Il figlio potrebbe essere un grosso aiuto nel curare l’alessitimìa del genitore e quindi, paradossalmente, anche se una persona è piuttosto chiusa può essere aiutata ad aprirsi dalla relazione con il bambino. Un figlio chiede a una madre e a un padre di impastarsi letteralmente con i sentimenti. Se invece il genitore si chiude, provocherà una delusione nel figlio che si tradurrà in un’altra chiusura.
Quali sono le cause dell’alessitimìa?
Si ha a che fare con due fattori, uno costituzionale e l’altro ambientale. Volendo fare un paragone, c’è chi nasce poco predisposto all’armonia musicale e chi poco portato a fruire dei sentimenti. Poi si può nascere in un scenario che favorisce certe propensioni, ad esempio un contesto familiare d’origine repressivo non facilita la libertà di esprimere i propri sentimenti.

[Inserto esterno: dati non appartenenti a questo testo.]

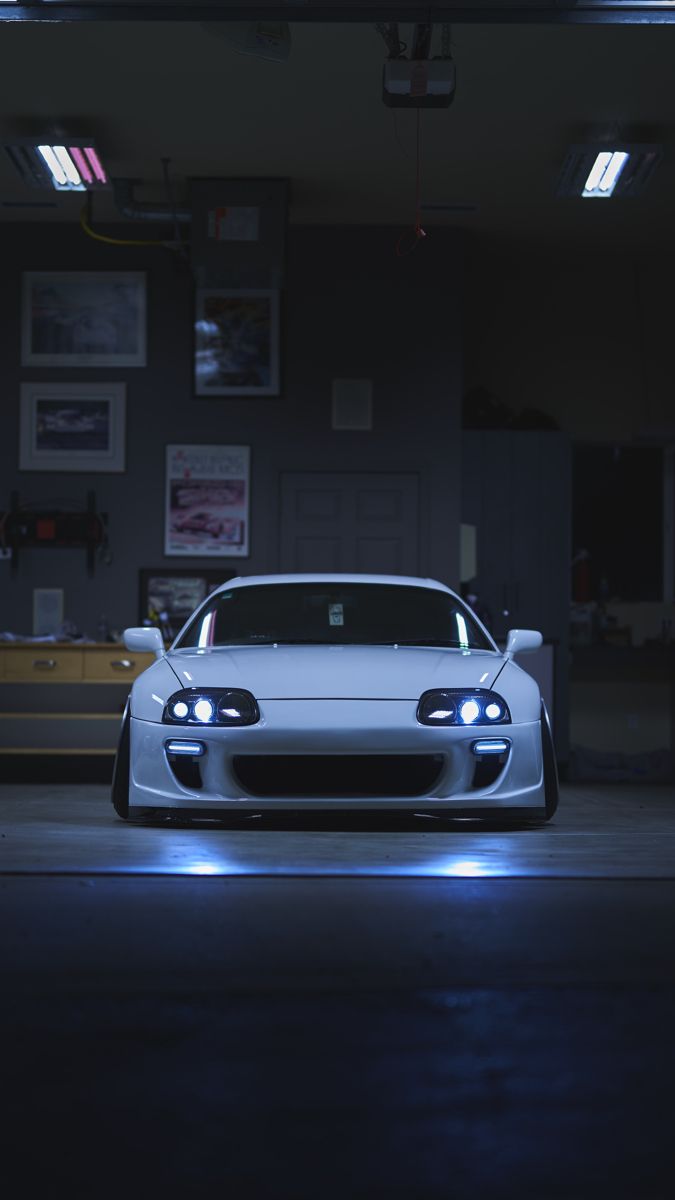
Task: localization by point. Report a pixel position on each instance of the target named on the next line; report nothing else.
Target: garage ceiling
(489, 163)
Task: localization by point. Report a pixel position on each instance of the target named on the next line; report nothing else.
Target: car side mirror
(145, 639)
(523, 641)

Si può curare l’alessitimia?
Sì, insegnando innanzitutto ad essere tolleranti con sé stessi e aiutare le persone in formazione a tirar fuori l’emotività. Nella scuola di oggi, per esempio, c’è una maggiore sensibilità e un maggiore impegno nell’insegnare a esprimere le emozioni, riconoscerle e distinguerle. Le persone che, invece, si portano dietro fin dalla loro adolescenza questa problematica possono essere aiutate a riconoscerla e curarla. Ci sono casi più e meno difficili ma l’alessitimìa, a differenza dell’anaffettività, apre alla possibilità di cura.